Encryption

Hazelcast Cloud Enterprise allows enabling SSL encryption for the client-server communication.

Setting up Encryption

You can enable the encryption by selecting the Enable Encryption checkbox while creating a Hazelcast cluster in the cluster creation form:

Enable encryption

To provide the highest performance, the OpenSSL library is always used on the server side.

Using OpenSSL in Hazelcast Client

For the highest performance results, you can change the default SSL implementation to OpenSSL in your client application. In order to do it, please perform the following steps.

  1. Make sure OpenSSL is installed on your machine.

  2. Include the OpenSSL dependency in your source code.

    <dependency>
      <groupId>io.netty</groupId>
      <artifactId>netty-tcnative</artifactId>
      <version>2.0.19.Final</version>
      <classifier>linux-x86_64</classifier>
    </dependency>
    <dependency>
      <groupId>io.netty</groupId>
      <artifactId>netty-handler</artifactId>
      <version>4.1.31.Final</version>
    </dependency>
  3. Change the SSL factory name in your application code to com.hazelcast.nio.ssl.OpenSSLEngineFactory and use the TLS_ECDHE_RSA_WITH_AES_128_GCM_SHA256 ciphersuite.
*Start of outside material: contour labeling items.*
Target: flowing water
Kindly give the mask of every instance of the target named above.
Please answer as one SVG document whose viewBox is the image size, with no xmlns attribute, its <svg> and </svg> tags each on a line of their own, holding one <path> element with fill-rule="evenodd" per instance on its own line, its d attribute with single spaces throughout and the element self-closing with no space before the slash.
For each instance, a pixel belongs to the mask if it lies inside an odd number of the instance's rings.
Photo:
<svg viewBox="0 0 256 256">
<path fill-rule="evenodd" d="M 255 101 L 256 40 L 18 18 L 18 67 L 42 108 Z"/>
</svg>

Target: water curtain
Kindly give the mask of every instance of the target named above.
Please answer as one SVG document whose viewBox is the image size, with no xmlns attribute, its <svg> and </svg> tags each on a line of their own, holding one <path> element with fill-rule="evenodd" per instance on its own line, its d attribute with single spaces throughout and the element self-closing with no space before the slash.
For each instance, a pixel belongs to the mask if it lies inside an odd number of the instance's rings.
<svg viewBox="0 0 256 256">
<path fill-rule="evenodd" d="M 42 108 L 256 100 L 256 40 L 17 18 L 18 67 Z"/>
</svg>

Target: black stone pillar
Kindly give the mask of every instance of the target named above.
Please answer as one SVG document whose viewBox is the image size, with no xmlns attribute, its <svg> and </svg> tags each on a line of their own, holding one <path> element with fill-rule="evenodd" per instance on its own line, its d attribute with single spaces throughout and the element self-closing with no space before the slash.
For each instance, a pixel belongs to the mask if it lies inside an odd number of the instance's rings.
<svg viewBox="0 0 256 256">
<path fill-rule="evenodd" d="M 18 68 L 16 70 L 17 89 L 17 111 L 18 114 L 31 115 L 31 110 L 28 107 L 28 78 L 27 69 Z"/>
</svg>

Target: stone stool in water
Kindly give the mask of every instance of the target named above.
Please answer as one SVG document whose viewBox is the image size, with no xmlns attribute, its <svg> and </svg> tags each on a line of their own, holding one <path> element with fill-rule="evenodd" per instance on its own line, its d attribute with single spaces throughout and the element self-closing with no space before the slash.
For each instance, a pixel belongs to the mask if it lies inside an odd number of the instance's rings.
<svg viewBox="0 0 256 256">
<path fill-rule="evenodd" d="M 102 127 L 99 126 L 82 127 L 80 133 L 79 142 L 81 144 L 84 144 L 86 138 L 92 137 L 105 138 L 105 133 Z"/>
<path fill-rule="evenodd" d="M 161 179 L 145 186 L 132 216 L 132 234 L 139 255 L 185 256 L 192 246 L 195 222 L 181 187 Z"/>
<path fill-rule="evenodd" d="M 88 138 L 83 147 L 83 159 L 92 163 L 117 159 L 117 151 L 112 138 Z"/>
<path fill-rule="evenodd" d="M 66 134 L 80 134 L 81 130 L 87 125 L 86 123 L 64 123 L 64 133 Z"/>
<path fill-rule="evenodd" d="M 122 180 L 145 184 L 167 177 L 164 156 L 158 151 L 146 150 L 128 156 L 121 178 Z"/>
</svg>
    Properties props = new Properties();
    ...
    props.setProperty("ciphersuites", "TLS_ECDHE_RSA_WITH_AES_128_GCM_SHA256");
    ClientConfig config = new ClientConfig();
    config.getNetworkConfig().setSSLConfig(
      new SSLConfig().setEnabled(true)
        .setFactoryClassName("com.hazelcast.nio.ssl.OpenSSLEngineFactory")
        .setProperties(props)
    );

With such configuration in place, you are able to use OpenSSL for the client-server communication, which ensures the highest encryption performance.